The most important aspect of the novel is that the lessons that are emphasized become larger than the actual text. In my teaching, the lesson that stands out to me and also my students has been the "Walk in my shoes" lesson. It certainly speaks to problems of race, sexual orientation, disabilities, etc. People judge others on what is seen on the outside, rather than looking deeper into the hearts and minds of those that are different.
To Kill a Mockingbird is a timeless novel. The story of the innocent children and the brief period of their lives brings to the forefront so many important lessons for our teenagers to absorb into their world.
On the other hand, there have been other books that tried to tell a similar story but cannot match what Harper Lee did in TKAM. Her "text" rises above the typical story of racist hatred and growing up. Her particular way of communicating the story makes TKAM so memorable.
I would agree that this story is often seen as bigger than the text. When a text is well written and centered around a controversial ideal, the story often takes on a life of its own. The story then becomes more than the text and more than the initial written word. This is especially the case when the story is retold through other media such as film. The story takes on the role of promoting the idea rather than simply expressing a plot.
What an interesting question. I would agree with the above posts that story is bigger than text. The text is exactly what is written on the page, and nothing more. But there is always so much more to it. There is so much that is being said that is not explicitly written on paper. With TKAM, the history and culture of the time has to be considered while reading the text. In addition, you have the own reader's backgrounds and experiences that can be brought into the story and thus change the story based on the individual. That is what is so great about books. It's more than what is on the paper and it's going to be a different experience for every reader who encounters it.
There are so many themes and ideas that resonate with readers on a larger scale than just the plot of the novel, so I would agree that the story is bigger than the text. When I think of honor, truth, courage, or justice I immediately think of this iconic novel and the many lessons that I continue to learn from Atticus, Scout, Jem and everyone else.

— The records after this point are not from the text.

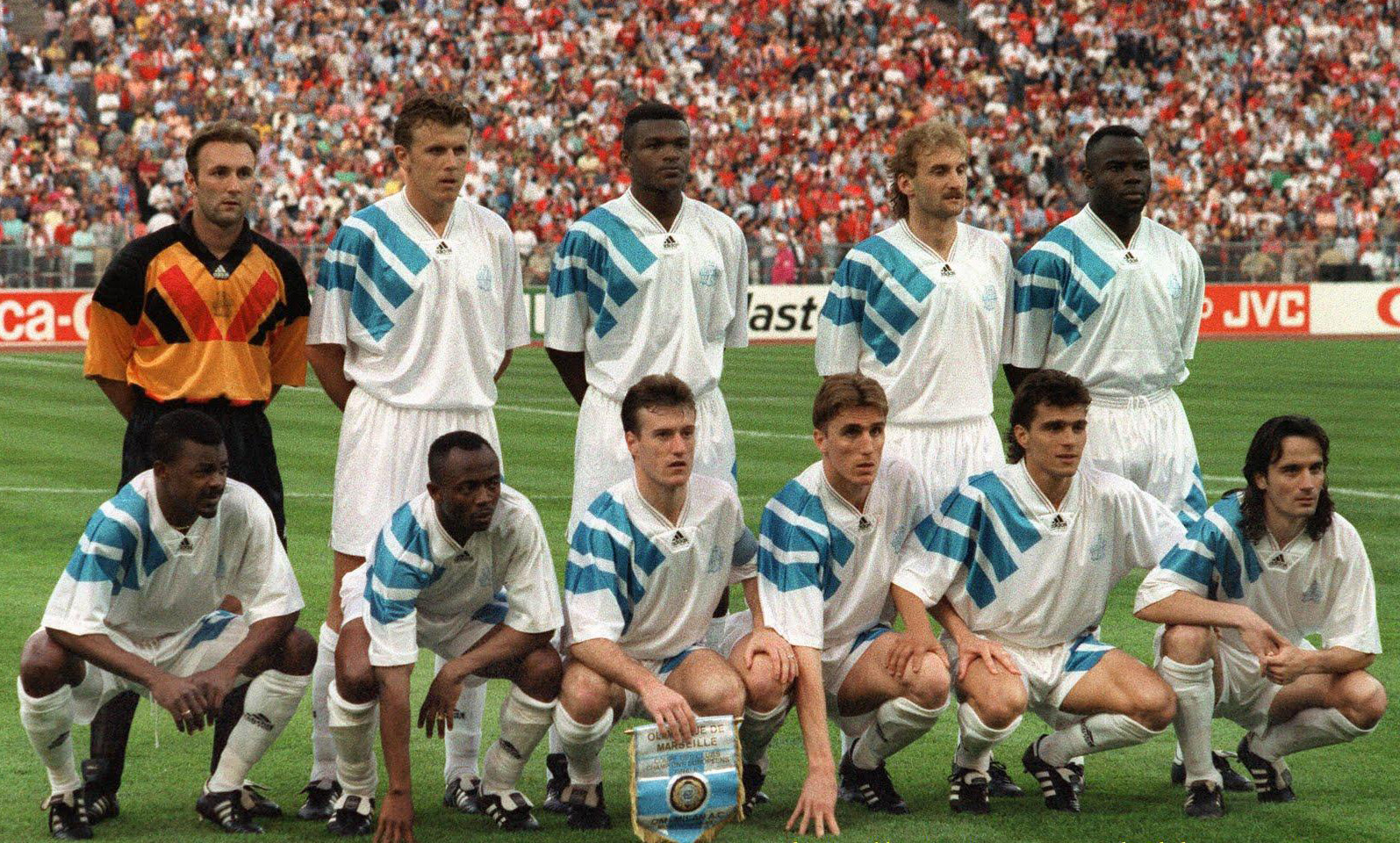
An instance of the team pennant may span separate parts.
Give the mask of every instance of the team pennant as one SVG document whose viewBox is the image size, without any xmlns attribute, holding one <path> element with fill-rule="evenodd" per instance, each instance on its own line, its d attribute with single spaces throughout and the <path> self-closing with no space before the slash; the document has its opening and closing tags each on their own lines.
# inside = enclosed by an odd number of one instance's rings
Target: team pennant
<svg viewBox="0 0 1400 843">
<path fill-rule="evenodd" d="M 704 843 L 743 819 L 738 727 L 729 716 L 697 724 L 683 744 L 654 724 L 630 730 L 631 830 L 643 843 Z"/>
</svg>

I agree with litteacher9. The story is larger than the text because it has a meaning that resonates beyond the confines of the novel. We migth also say that this is true because the "story" of To Kill a Mockingbird deals with issues that are larger than individuals, which influence and even govern the thinking of masses of people. In this way, the story is bigger than its characters and its plot.
The story in To Kill a Mockingbird has taken on a life of its own, so in this case I think the story is bigger than the text. The story is well-known, not just because it is a movie but because it is a beloved American treasure. Although the beautiful language is part of the reason for the book’s success, many people know the story from the movie without having read the book. The story itself is the important thing to them. Atticus is also famous in his own right as a perfect example of a lawyer, so the book has even moved beyond literature in importance!